EBT untuk Wujudkan Kemandirian Energi di Pedesaan

Reading time: 2 menit
Foto: greeners.co/Danny Kosasih

Jakarta (Greeners) – Momentum kenaikan harga Bahan Bakar Minyak (BBM) sudah seharusnya menjadi titik tolak bagi pemerintah untuk lebih serius dalam mengembangkan Energi Baru Terbarukan (EBT). Presiden Joko Widodo telah berani mengambil kebijakan yang tidak populis dengan menaikkan harga BBM, namun hal tersebut masih belum cukup. Pemerintah pun harus memiliki keberanian untuk dapat menggeser konsumsi energi berbahan dasar fosil ke konsumsi energi yang lebih ramah lingkungan dan berkelanjutan.

Direktur Eksekutif Yayasan Keanekaragaman Hayati Indonesia (Kehati), MS Sembiring dalam paparannya pada Diskusi Pakar bertajuk “Pemanfaatan Bioenergi untuk Pembangunan Pedesaan” menjelaskan, Indonesia pada dasarnya adalah negara yang memiliki kekayaan keanekaragaman hayati yang tidak hanya memberikan sumber pangan, sumber kesehatan dan ketersediaan air. Namun, kekayaan Indonesia tersebut juga sudah seharusnya bisa dimanfaatkan sebagai sumber energi alternatif.

Sembiring pun mengakui, meskipun Indonesia memiliki kekayaan sumber bahan bakar nabati, tetap saja Indonesia masih tertinggal dalam pengembangan bioenergi. Ia khawatir karena belum ada kejelasan bagi masa depan bioenergi, baik dalam bentuk padat, cair maupun gas hingga saat ini.

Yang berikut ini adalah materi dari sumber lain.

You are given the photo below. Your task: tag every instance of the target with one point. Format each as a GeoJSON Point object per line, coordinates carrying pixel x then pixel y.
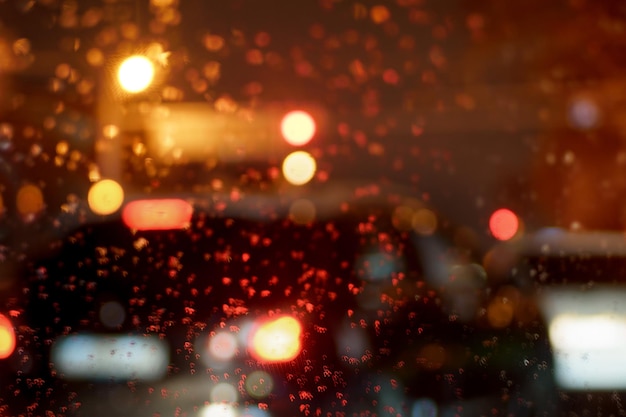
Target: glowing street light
{"type": "Point", "coordinates": [297, 127]}
{"type": "Point", "coordinates": [105, 197]}
{"type": "Point", "coordinates": [135, 73]}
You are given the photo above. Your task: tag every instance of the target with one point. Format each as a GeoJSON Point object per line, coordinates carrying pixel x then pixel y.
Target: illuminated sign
{"type": "Point", "coordinates": [166, 214]}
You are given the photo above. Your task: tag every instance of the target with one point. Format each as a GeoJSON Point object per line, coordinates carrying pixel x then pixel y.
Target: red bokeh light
{"type": "Point", "coordinates": [503, 224]}
{"type": "Point", "coordinates": [276, 340]}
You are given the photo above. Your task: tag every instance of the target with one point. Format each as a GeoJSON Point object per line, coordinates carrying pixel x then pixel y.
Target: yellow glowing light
{"type": "Point", "coordinates": [500, 313]}
{"type": "Point", "coordinates": [7, 337]}
{"type": "Point", "coordinates": [424, 222]}
{"type": "Point", "coordinates": [223, 346]}
{"type": "Point", "coordinates": [29, 200]}
{"type": "Point", "coordinates": [135, 74]}
{"type": "Point", "coordinates": [105, 197]}
{"type": "Point", "coordinates": [299, 167]}
{"type": "Point", "coordinates": [259, 384]}
{"type": "Point", "coordinates": [302, 211]}
{"type": "Point", "coordinates": [277, 340]}
{"type": "Point", "coordinates": [297, 127]}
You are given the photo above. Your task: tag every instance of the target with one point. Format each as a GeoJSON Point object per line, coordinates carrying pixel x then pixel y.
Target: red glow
{"type": "Point", "coordinates": [7, 337]}
{"type": "Point", "coordinates": [165, 214]}
{"type": "Point", "coordinates": [277, 340]}
{"type": "Point", "coordinates": [297, 127]}
{"type": "Point", "coordinates": [503, 224]}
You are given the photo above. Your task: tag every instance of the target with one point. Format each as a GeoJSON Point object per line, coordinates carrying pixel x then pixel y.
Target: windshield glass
{"type": "Point", "coordinates": [315, 207]}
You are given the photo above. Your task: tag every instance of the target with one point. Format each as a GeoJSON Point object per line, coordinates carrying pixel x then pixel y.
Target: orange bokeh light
{"type": "Point", "coordinates": [277, 340]}
{"type": "Point", "coordinates": [503, 224]}
{"type": "Point", "coordinates": [7, 337]}
{"type": "Point", "coordinates": [166, 214]}
{"type": "Point", "coordinates": [297, 128]}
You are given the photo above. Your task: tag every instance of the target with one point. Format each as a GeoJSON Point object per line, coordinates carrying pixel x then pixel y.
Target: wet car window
{"type": "Point", "coordinates": [311, 208]}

“Upaya-upaya pemerintah dalam mengembangkan energi alternatif ini masih belum memberikan dampak yang besar seperti yang telah dilakukan oleh Brazil dengan produksi etanolnya. Pemerintah masih minim dalam hal produksi secara masif, terintegrasi dan terencana untuk jangka panjang. Terlihat masih belum sungguh-sungguh,” terang Sembiring, Jakarta, Selasa (25/11).

Lebih lanjut, ia menerangkan bahwa penggunaan EBT khususnya bioenergi tidak harus dimulai dari BBM yang digunakan untuk kendaraan. Ia menyampaikan kalau pemerintah bisa memperlihatkan keseriusannya dengan memulai dari tingkat pedesaan agar desa-desa di seluruh Indonesia bisa mengalami kemandirian energi. Meskipun ia memahami bahwa permasalahannya bukan hanya pada penyaluran energi, melainkan juga jangkauannya yang cukup sulit bagi masyarakat pedesaan.

“Sebagian besar masyarakat Indonesia tinggal di pedesaan tapi justru listrik masih belum menjangkau pelosok-pelosok desa. Oleh karena itu, kemandirian energi di pedesaan ini bisa dimulai dengan teknologi biogas atau microhydro yang potensinya ada di tingkat desa,” paparnya.

Selain itu, pada kesempatan yang sama, Pengurus Yayasan Kehati, Setijati Sastrapradja pun mengingatkan bahwa kunci untuk mengatasi permasalahan EBT di Indonesia hanyalah berasal dari kemampuan dan keberanian pemerintah dalam mengembangkan EBT dari sumber daya yang tersedia di negeri ini.

Setijati menambahkan, jika memang pemerintahan Joko Widodo sekarang sangat peduli terhadap EBT, maka sudah selayaknya ia melanjutkan program-program EBT beserta juga pada pemerintahan selanjutnya nanti. Karena menurutnya, keberlanjutan serta konsistensi sebuah program pemerintah sangat diperlukan agar hasilnya dapat maksimal.

“Ini semua bagi terwujudnya cita-cita kemandirian energi dan sumber energi berkelanjutan,” tambahnya.

Sebagai informasi, berdasarkan kajian supply and demand energy Kementerian Energi Sumber Daya Mineral, tercatat ada kenaikan 7 persen dari produksi energi baru terbarukan di tahun 2011 ke 2012. Kemudian dari sisi penggunaannya pun ada peningkatan sebanyak 4 persen di rentang tahun yang sama. Akan tetapi, kajian itu juga mengungkapkan bahwa penggunaan energi baru terbarukan masih di bawah 10 persen. Padahal, dari sisi bioenergi, Indonesia masih menyimpan potensi bio massa sebanyak 49.810 MW.